The project team will use the DNS method to investigate the drag force between solid particles and gas phases. The advanced Lattice Boltzmann Method (LBM) will be used to carry out simulations for microscopic model systems in which the particle surface is directly resolved. The immersed boundary (IB) technique will be included in the LBM to accurately represent particle shapes in the simulation, allowing for straightforward accounting of poly-dispersed and non-spherical particles. Effects of particle rotation and of hydrodynamic interactions and direct contacts between particles will be included in the simulation. Particle motion and forces will be recorded and compared to experimental results obtained using high-speed particle imaging methods developed at NETL. The particle-fluid drag force data acquired from fine-scale simulations will be used to generate a database to help formulate an improved drag correlation that explicitly includes information on microstructures of particles and fluid flows as well as particle and fluid properties. Finally, the new drag correlation will be tested in the NETL open source multiphase gas solids flow and reactions simulation software MFIX (Multiphase Flow with Interphase eXchanges) by comparing simulation results using the new drag correlation with simulation results using existing drag models, and comparing the simulation results with published experimental data. The project team will also conduct studies to compare the new model with other traditional drag models to predict gas-solid flow interactions at mesoscopic scales.

Project Benefits

The Historically Black Colleges and Universities and Other Minority Institutions (HBCU/OMI) Research and Development (R&D) Program within the U.S. Department of Energy (DOE) Office of Fossil Energy (FE) provides a mechanism to conduct cooperative FE R&D projects between DOE and the HBCU/OMI community.
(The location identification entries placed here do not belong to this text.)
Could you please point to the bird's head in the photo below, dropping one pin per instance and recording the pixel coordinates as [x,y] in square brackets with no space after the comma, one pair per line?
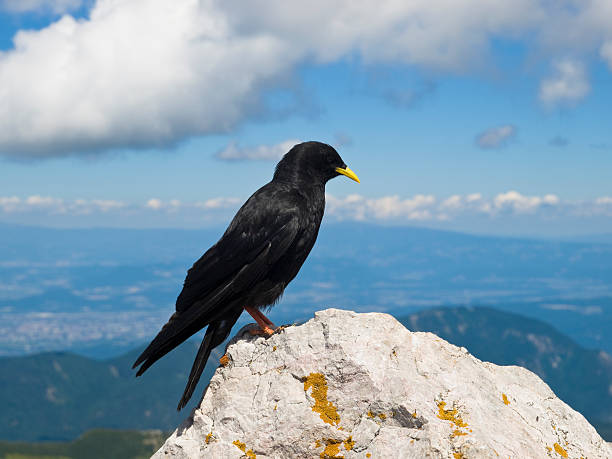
[312,162]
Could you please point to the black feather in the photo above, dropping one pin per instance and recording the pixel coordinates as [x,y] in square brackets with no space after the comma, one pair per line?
[261,251]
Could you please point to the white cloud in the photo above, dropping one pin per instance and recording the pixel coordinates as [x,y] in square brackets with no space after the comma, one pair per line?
[417,208]
[147,73]
[234,152]
[52,205]
[55,6]
[496,137]
[568,85]
[606,52]
[516,202]
[218,203]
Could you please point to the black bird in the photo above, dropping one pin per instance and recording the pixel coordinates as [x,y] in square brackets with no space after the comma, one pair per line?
[261,251]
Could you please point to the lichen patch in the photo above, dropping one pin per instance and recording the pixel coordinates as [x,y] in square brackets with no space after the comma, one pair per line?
[349,443]
[326,409]
[242,447]
[332,449]
[559,450]
[450,415]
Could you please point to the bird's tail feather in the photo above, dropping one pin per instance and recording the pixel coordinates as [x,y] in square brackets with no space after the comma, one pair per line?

This program encourages private sector participation, collaboration, and interaction with HBCU/OMI in FE R&D; facilitates the exchange of technical information to raise the overall level of HBCU/OMI competitiveness with other institutions in the field of FE R&D; enhances educational and research training opportunities for tomorrow’s scientists by developing and supporting a broad-based research infrastructure; and helps to position HBCU/OMI graduates to enter technical and leadership roles in America’s FE industry.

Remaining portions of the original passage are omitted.